Анализ существующих работ предшественников, посвященных литературе 1920-1940-х годов, позволяет выделить несколько доминирующих направлений в ее изучении. Во-первых, мы не можем обойти стороной целый массив идеологизированных и идеологизирующих работ об историко- литературном процессе данной эпохи, его эстетических особенностях и художественных предпочтениях1, а также ряд достаточно неангажированных работ о жизни литературных идей 1920-1930-х годов и дискуссиях вокруг них2. Для нас важно, что в данных работах освещаются особенности мышления эпохи, обозначаются ее самоидентификационные ориентиры, передаются идеологемы времени, раскрываются их «судьбы». Во-вторых, существует множество исследований, посвященных частным художественным системам и индивидуумам, принявшим непосредственное участие в творческом процессе 1920-1940-х годов. Эти исследования, становятся незаменимым подспорьем во время наших обращений к конкретным художественным мирам и текстам. В-третьих, одним из доминирующих направлений в изучении литературы 1920-1940-х годов – как впрочем, и всякой литературы – является исследование жизни жанров, приемов, средств выражения, дискурсов эпохи.Выбор предмета исследования – метажанров коммунистической агиографии и «европейской» сказки-аллегории – обусловлен той историко- культурной и культурологической концепцией, которая определяет наш взгляд на культуру и на литературный процесс 1920 – начала 1940-х годов. Историософская суть этой концепции сводится к утверждению подобности авторитарных культур христианства и коммунизма и их эстетических доктрин. Культура 1920 – начала 1940-х годов рассматривается нами как культура, имеющая четкий центр (в основе которого находится социальное, политическое, экономическое учение теоретиков коммунизма и правящей партии и соответствующая эстетическая доктрина) и развивающаяся за счет сосуществования двух тенденций: центростремительной и центробежной.

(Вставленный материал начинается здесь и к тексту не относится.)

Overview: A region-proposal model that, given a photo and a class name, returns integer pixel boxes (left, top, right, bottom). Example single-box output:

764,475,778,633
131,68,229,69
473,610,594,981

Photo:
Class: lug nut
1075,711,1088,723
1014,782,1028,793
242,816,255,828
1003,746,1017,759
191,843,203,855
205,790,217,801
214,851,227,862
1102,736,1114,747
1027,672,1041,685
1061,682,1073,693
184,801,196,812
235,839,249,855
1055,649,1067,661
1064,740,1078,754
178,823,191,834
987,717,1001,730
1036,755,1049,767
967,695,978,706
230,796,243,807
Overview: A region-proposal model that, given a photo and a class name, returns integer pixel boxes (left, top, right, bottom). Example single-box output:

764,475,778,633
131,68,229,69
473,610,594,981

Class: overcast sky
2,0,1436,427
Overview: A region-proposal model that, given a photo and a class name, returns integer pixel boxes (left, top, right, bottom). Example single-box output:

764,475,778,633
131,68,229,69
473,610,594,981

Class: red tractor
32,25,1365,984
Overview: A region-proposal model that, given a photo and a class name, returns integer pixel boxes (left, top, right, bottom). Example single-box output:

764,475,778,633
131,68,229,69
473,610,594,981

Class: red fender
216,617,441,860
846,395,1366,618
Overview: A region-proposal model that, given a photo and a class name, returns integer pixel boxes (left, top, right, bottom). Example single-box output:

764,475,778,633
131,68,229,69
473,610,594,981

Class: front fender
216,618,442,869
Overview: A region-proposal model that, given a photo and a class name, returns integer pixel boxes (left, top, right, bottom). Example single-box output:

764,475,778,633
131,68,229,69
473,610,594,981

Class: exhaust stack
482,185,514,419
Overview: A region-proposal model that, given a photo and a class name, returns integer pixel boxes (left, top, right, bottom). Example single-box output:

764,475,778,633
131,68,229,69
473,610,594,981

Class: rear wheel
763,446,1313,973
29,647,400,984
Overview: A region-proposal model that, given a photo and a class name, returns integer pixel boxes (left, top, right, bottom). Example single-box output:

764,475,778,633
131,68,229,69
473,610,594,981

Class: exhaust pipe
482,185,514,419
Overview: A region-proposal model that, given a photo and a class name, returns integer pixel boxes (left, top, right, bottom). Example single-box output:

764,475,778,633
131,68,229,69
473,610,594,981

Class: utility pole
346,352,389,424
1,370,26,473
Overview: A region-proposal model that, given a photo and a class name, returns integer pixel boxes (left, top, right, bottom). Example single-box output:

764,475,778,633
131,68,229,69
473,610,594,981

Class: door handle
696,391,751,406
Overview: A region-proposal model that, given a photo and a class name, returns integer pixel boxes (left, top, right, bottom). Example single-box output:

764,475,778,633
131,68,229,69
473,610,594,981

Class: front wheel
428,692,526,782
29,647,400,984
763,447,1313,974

Опираясь на идеи П.Бурдье, можно сказать, что данная культура и ее литература – единое поле взаимодействующих друг с другом сил, «сеть объективных отношений (доминаци или подчинения, взаимодополнительности или антагонизма и т.д.) между позициями». По П. Бурдье, «Каждую позицию определяет ее объективное отношение к другим позициям». Причем, «позиции могут соответствовать определенному жанру»2. Две тенденции данной культуры – центростремительная и центробежная – дают две литературных позиции, которые мы условно назовем позицией «высокой» партийной литературы и литературы непартийной, «низкой».
«Высокая» литература возрождает религиозные типы миромоделирования, «низкая» работает на стыке с народнопоэтической, смеховой, площадной традицией3. Два выбранных нами метажанра – это противоположные позиции единого поля литературы 1920 – начала 1940-х годов.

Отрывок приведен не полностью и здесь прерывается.